After weeks or often months of strategic planning and development, few things feel more energizing to a communications pro than sending beautifully crafted messages into the world using personal stories, events, social media messages or videos. The possibilities are endless!
Not so fast.
Are you sure the compelling words and clever images will achieve the outcomes you expect? Do you know the audiences well enough to be certain they will respond to your call to action?
Give your messages, images and materials a fighting chance by taking the time to pretest before putting them out there. Pretesting is another critical step in the ongoing strategic communications planning process. Essential to strategic communications plan implementation, pretesting helps you gather in-depth content feedback and avoid the costly mistake of producing materials that do not click with your audience. Some organizations avoid this step because they fear the expense, but if investing resources to conduct pretesting sounds pricey, imagine how expensive it would be to produce an entire campaign that fails.

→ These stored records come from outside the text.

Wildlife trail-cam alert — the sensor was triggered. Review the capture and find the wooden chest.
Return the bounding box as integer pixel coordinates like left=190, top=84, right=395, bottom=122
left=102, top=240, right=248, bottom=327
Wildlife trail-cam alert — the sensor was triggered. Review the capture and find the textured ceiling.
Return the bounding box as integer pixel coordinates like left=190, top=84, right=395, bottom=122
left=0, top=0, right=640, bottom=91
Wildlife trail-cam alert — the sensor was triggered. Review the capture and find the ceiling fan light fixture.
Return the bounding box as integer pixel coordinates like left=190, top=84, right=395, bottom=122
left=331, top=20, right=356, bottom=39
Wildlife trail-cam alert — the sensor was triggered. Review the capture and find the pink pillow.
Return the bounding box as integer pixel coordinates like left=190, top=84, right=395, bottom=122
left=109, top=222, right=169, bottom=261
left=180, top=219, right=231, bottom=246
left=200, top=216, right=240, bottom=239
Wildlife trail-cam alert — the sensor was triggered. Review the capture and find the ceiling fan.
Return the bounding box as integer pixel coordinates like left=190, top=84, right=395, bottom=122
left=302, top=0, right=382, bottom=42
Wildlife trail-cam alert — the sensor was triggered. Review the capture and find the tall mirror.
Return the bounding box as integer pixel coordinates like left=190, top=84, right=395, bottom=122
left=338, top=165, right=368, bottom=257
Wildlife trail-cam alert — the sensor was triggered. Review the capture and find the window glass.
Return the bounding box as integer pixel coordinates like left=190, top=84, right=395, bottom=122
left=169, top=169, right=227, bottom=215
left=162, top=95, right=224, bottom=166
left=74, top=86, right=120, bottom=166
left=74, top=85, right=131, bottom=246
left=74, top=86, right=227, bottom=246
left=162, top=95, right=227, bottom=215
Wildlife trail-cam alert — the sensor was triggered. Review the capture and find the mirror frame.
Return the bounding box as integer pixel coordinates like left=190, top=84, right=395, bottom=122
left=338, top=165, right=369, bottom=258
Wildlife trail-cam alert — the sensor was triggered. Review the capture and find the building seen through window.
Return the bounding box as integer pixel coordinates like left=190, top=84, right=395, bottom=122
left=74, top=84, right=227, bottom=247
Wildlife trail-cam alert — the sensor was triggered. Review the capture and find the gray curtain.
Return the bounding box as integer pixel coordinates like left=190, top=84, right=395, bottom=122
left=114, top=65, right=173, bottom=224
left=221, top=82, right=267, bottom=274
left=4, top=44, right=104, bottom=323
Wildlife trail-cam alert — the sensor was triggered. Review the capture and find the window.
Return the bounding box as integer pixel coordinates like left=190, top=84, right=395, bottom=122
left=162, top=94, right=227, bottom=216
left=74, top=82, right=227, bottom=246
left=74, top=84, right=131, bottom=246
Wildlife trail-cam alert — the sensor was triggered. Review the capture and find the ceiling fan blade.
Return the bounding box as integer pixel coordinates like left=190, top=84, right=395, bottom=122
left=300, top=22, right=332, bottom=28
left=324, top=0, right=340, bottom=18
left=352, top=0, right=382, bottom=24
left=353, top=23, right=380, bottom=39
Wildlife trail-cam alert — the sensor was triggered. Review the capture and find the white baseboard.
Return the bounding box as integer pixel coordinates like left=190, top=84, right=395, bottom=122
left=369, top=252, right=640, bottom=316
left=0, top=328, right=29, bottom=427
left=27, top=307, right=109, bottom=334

Pretesting helps answer questions about whether your content is understandable, culturally and linguistically relevant, and motivational to your intended audience. Since pretesting is a follow up to the audience research you likely conducted earlier in your planning process (Strategic Communications Planning Step 3), it does not have to be overly labor intensive, expensive or elaborate to be effective. To maximize resources, consider pretesting messages and materials with the same mechanisms you used to learn about your audiences earlier in the planning process. Such tools may include:
- Focus groups/discussion groups
- In-depth interviews
- Surveys/questionnaires
The pretesting process involves asking your audiences a series of probing questions about proposed messages or materials. The questions may include:
- How does this message make you feel?
- What do you think or believe after reading this message?
- Is this message relevant to your life experiences or work?
- Do you see yourself or your community in the imagery?
- Does the information feel trustworthy?
- Do the materials grab and/or hold your attention?
- Would the materials inspire you to respond? If not, why?
Once your materials have been pretested, you can make important changes or course corrections as needed in response to the audience feedback. Regardless of how they travel, the only thing more exciting than sending carefully honed messages into the world is knowing they have been backed by strong research and are poised for impact.